In the last few months, COVID-19 has surfaced as an unprecedented challenge for the issue of access to quality education, especially for primary school students in government schools. For most of the students in government primary schools belonging to the disadvantaged communities, absence of computers, smartphones or any reliable broadband service means failure to access the e-learning tools that have proved to be indispensable in the event of the lockdown. With the proven necessity of access to the internet for access to education, lack of government intervention has highlighted the scale of poor access to the internet and its adverse consequences for access to primary education. 

As per the Key Indicators of Household Social Consumption on Education in India Report of 2017-18, 73.7% of students attend government schools for their primary education and 76.1% surveyed opt for upper primary school education. Yet, the District Information System for Education (DISE) data showed that only 18% of government schools have a computer and a mere 4% have an active internet connection. This reflects the grim reality of resource crunch in the government primary school education with inadequate internet infrastructure and facilities. 

Earlier this month, the Delhi High Court directed the private unaided and government schools of Delhi to provide adequate gadgets and internet packages to students belonging to the Economically Weaker Section (EWS) and other disadvantaged groups (DG). It allowed the schools to seek reimbursement for the costs incurred in making such facilities available to the students from the appropriate government under Section 12 of the Right to Education (RTE) Act, 2009 (Justice For All vs Government of NCT of Delhi & Others). The NCT of Delhi however, has no policy that guarantees access to the internet for access to primary school education.Therefore, without any government policy intervention, there is lack of clarity on the procedure for extending access to internet vis-a-vis access to education.

Right to Education and State Responsibilities 

Article 21-A of the Constitution states that Right to Education is a fundamental right for the children of age 6-14 years. For the effective enforcement of this right, the policies of affordable internet infrastructure become extraordinarily important. Moreover, Articles 41 and 46 under Part IV of the Constitution direct the State to further the educational rights of the citizens. The Supreme Court has also acknowledged that internet access is important for the fulfillment of the fundamental rights under Part III of the Constitution (Anuradha Bhasin versus Union of India). The Kerala High Court has observed that the right to internet access is a part of the Right to Education as well as the Right to Privacy under Article 21 of the Constitution of India (Faheema Shirin R.K. versus State of Kerala).
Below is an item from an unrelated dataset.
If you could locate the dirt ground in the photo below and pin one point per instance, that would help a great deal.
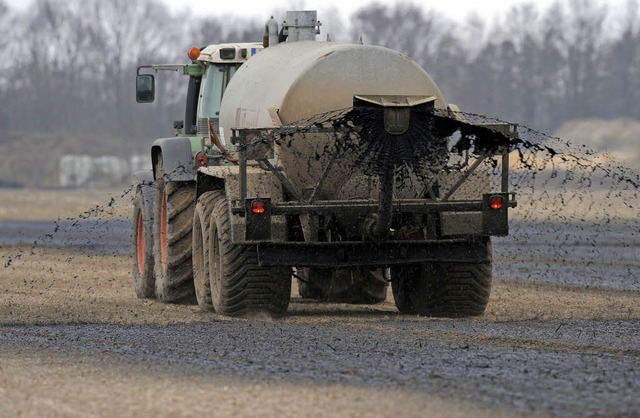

The State government is also obligated to enforce this right effectively in accordance with the United Nations’ Human Rights Council which obligates the member countries to promote digital literacy and facilitate access to information on the internet, while recognizing it as an effective tool for serving the right to education itself. More importantly, the 2030 Agenda for Sustainable Development requires countries to ensure free, equitable, and quality primary and secondary education for all girls and boys till 2030. Thus, the relevance of the internet appropriately fits into the purview of effectively attaining the goal of accessible quality education.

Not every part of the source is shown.